AMD Navy Flounder and Sienna Cichlid GPU Specs Leak in ROCm Update

AMD Radeon RX 6000 — (Image credit: AMD)

A sharp-eyed redditor found a listing in the new ROCm (Radeon open compute) firmware update that reveals some of the specs for the highly-anticipated RDNA2 Sienna Cichlid (Big Navi) and Navy Flounder (Navi 22 or 23) graphics cards. Things could change over the next month as AMD fine-tunes its gear, so take these specs with a grain of salt - even though the numbers come from an official firmware update, these specs aren't confirmed.

The firmware update indicates Sienna Cichlid (Navi 21, i.e., Big Navi) will feature 80 CUs and a 256-bit memory bus. The CU count for this GPU is interesting, indicating all that we know on Big Navi could be legit, with most signs pointing to 80 CUs (or around 80 CUs) to be the spec for Big Navi. If this is true, not to mention if the GPU runs on TSMC's latest 7nm process, we could see RTX 3080-levels of performance, but with much better efficiency.

Swipe to scroll horizontally

Navi GPU Specifications from Linux Kernel Firmware Update:
Parameter	Navi 10	Navi 14	Navi 12	Sienna Cichlid (Big Navi)	Navy Flounder (Navi 22/23)
gc_num_se	2	1	2	4	2
gc_num_cu_per_sh	10	12	10	10	10
gc_num_sh_per_se	2	2	2	2	2
gc_num_rb_per_se	8	8	8	4	4
gc_num_tccs	16	8	16	16	12
gc_num_gprs	1024	1024	1024	1024	1024
gc_num_max_gs_thds	32	32	32	32	32
gc_gs_table_depth	32	32	32	32	32
gc_gsprim_buff_depth	1792	1792	1792	1792	1792
gc_double_offchip_lds_buffer	1024	512	1024	1024	1024
gc_wave_size	32	32	32	32	32
gc_max_waves_per_simd	20	20	20	16	16
gc_lds_size	64	64	64	64	64
num_sc_per_sh	1	1	1	1	1
num_packer_per_sc	2	2	2	4	4

The firmware specifications also list AMD's Navy Flounder with 40 CUs and a 192-bit memory bus. This GPU appears to a direct replacement to the RX 5700 XT and/or RX 5700 on the new RDNA2 architecture. If each CU has the same 64 stream processors as RDNA1, then Navy Flounder will have identical core counts to the 5700 XT.

Article continues below

Strangely, the memory bus is narrower than Navi 10 chips (RX 5700/XT) at 192-bits, AMD could be pulling an Ampere tactic by using higher-frequency GDDR6X memory to compensate for the lower bus width. Unfortunately, there is not enough information to indicate just where these GPUs will be placed in AMD's lineup - they could compete with the rumored RTX 3060 Ti, possibly the RTX 3070, or even other SKUs in the future.
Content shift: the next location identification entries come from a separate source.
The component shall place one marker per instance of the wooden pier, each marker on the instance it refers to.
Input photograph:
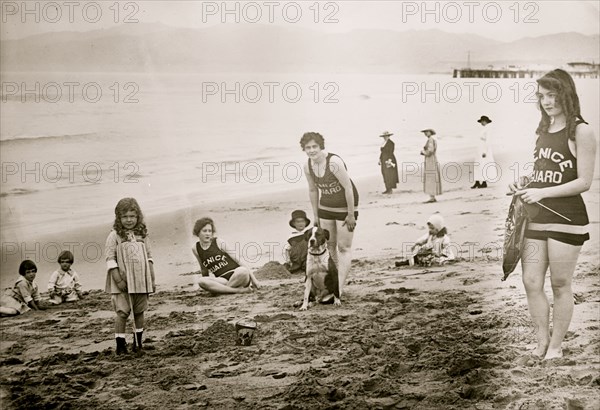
(577, 70)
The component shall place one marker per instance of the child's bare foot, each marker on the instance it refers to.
(553, 354)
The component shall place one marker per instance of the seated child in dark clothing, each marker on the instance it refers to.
(64, 285)
(433, 247)
(296, 247)
(25, 295)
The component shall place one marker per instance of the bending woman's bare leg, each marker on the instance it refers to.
(535, 265)
(563, 260)
(344, 245)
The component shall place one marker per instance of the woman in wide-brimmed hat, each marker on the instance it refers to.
(483, 165)
(432, 179)
(387, 161)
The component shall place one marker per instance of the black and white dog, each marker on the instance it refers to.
(321, 273)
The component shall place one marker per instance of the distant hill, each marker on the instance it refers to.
(260, 48)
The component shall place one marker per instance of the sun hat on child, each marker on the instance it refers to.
(436, 221)
(299, 214)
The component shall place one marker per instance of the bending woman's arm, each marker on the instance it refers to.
(313, 193)
(586, 157)
(338, 168)
(203, 270)
(231, 252)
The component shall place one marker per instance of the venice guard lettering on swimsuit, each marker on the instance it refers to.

Hopefully, this time around, AMD can make a bigger dent in Nvidia's market share over the upcoming months and years. AMD will announce these new GPUS under the RX 6000 series branding on October 28th.

TOPICS

Aaron Klotz is a contributing writer for Tom’s Hardware, covering news related to computer hardware such as CPUs, and graphics cards.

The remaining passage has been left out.